Optimizing rooftop photovoltaic adoption in urban landscapes: A system dynamics approach for sustainable energy transitions in Chennai, India

Abstract

Chennai, a rapidly growing metropolitan city in India, faces increasing energy needs, sustainability challenges, and environmental impacts due to population growth. The surge in electricity demand across residential, commercial, and industrial sectors has heightened greenhouse gas emissions and reliance on non-renewable energy sources, sparking interest in rooftop PV systems. These systems harness solar energy to generate electricity locally, reducing grid strain and carbon emissions, aligning with UN Sustainable Development Goals (SDG) 7 and 11 by promoting clean energy and sustainable urban environments. Despite their potential, rooftop PV adoption in Chennai's building sector has been slow due to various barriers.
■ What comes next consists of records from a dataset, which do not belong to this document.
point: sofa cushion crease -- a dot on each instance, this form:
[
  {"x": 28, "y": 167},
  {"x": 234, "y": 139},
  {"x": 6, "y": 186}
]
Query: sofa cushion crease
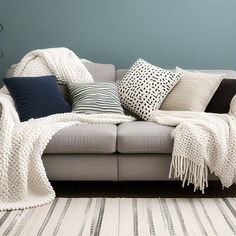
[
  {"x": 93, "y": 138},
  {"x": 144, "y": 137}
]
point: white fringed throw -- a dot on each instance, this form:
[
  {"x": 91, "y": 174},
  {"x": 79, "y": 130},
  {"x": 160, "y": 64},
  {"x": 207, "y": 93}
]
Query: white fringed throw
[
  {"x": 201, "y": 141},
  {"x": 23, "y": 180}
]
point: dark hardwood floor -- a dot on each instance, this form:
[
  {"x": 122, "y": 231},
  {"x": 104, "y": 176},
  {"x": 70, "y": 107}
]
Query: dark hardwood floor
[{"x": 169, "y": 189}]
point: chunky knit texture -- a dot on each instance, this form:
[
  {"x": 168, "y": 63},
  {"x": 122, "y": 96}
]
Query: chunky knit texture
[
  {"x": 201, "y": 141},
  {"x": 61, "y": 62},
  {"x": 23, "y": 180}
]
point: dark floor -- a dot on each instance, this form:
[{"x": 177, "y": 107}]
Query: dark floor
[{"x": 167, "y": 189}]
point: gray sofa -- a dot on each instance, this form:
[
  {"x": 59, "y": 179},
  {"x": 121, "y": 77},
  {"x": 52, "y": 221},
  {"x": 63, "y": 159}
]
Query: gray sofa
[{"x": 135, "y": 151}]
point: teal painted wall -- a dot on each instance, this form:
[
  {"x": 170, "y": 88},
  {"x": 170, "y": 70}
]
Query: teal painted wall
[{"x": 188, "y": 33}]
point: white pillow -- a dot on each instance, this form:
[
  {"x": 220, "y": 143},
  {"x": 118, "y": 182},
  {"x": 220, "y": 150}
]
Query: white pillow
[
  {"x": 144, "y": 87},
  {"x": 232, "y": 110},
  {"x": 193, "y": 92}
]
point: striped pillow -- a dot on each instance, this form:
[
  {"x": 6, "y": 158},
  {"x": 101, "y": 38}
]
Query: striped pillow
[{"x": 94, "y": 98}]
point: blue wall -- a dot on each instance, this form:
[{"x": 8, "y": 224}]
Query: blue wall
[{"x": 188, "y": 33}]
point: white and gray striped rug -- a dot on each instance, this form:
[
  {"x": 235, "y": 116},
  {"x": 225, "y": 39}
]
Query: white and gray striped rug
[{"x": 125, "y": 217}]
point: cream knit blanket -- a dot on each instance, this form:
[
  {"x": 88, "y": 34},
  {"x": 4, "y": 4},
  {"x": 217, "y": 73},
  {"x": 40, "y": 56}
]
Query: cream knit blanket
[
  {"x": 202, "y": 141},
  {"x": 23, "y": 180}
]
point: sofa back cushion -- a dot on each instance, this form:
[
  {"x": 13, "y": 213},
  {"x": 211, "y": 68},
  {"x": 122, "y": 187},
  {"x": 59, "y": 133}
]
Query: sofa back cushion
[
  {"x": 230, "y": 74},
  {"x": 220, "y": 102}
]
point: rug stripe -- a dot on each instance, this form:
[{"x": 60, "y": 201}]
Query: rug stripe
[
  {"x": 167, "y": 217},
  {"x": 229, "y": 205},
  {"x": 67, "y": 205},
  {"x": 150, "y": 220},
  {"x": 49, "y": 214},
  {"x": 199, "y": 222},
  {"x": 224, "y": 214},
  {"x": 100, "y": 217},
  {"x": 180, "y": 217},
  {"x": 95, "y": 215},
  {"x": 23, "y": 222},
  {"x": 124, "y": 216},
  {"x": 135, "y": 217},
  {"x": 88, "y": 206},
  {"x": 207, "y": 216}
]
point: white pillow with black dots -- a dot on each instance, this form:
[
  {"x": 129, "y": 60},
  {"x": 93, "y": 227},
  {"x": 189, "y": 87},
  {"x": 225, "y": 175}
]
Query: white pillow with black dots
[{"x": 144, "y": 87}]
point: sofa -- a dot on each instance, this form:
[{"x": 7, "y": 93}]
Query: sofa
[{"x": 135, "y": 151}]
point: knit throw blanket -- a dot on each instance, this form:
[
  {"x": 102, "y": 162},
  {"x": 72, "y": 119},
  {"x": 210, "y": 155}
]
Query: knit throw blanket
[
  {"x": 202, "y": 141},
  {"x": 23, "y": 180}
]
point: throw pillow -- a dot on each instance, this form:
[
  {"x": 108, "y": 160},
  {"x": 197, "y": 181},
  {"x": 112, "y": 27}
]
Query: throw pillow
[
  {"x": 193, "y": 92},
  {"x": 36, "y": 97},
  {"x": 220, "y": 102},
  {"x": 93, "y": 98},
  {"x": 144, "y": 87}
]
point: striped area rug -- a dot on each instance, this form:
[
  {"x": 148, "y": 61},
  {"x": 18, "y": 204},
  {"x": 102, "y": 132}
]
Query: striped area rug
[{"x": 124, "y": 216}]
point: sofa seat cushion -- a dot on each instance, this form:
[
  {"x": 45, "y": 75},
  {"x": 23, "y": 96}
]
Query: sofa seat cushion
[
  {"x": 93, "y": 138},
  {"x": 144, "y": 137}
]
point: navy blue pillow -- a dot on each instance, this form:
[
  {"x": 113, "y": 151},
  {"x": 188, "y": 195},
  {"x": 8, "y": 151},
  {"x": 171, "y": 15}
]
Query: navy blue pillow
[{"x": 36, "y": 97}]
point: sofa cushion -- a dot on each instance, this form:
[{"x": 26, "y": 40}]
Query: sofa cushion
[
  {"x": 144, "y": 137},
  {"x": 93, "y": 138}
]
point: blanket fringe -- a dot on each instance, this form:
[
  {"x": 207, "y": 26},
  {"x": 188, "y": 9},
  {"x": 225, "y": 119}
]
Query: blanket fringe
[{"x": 190, "y": 172}]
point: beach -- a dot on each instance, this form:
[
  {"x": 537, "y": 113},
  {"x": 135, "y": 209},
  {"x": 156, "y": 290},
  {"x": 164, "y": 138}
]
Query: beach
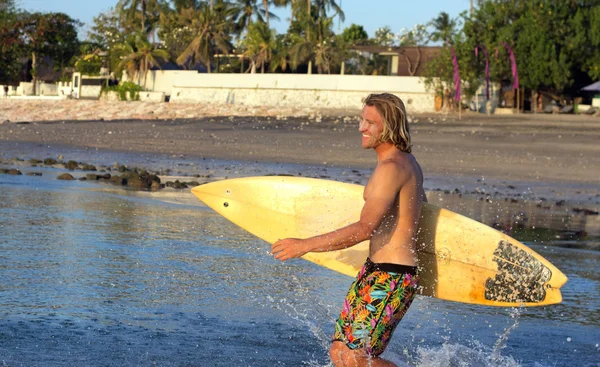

Addressing escalating energy demands and environmental concerns, this study develops a data-driven System Dynamics Model to simulate the dynamics of rooftop PV scaling. The model considers socio-economic, regulatory, and technical factors, including market analysis, regulatory assessments, techno-economic feasibility evaluations, and public perception surveys. The System Dynamics Model allows for scenario analysis and predictive modeling, outlining strategic interventions, policy recommendations, and measures to streamline regulations and improve financing accessibility. This approach combines data-driven analysis, scenario testing, adaptability, and transparency, offering a robust method for developing a roadmap for rooftop PV scale-up in Chennai's building sector. The paper highlights the advantages of this method, enhancing the effectiveness and likelihood of successful rooftop PV adoption compared to alternatives. This study aims to serve as a progressive model for cities globally, demonstrating the efficacy of a systematic, data-driven approach to advancing sustainable energy transitions in urban landscapes.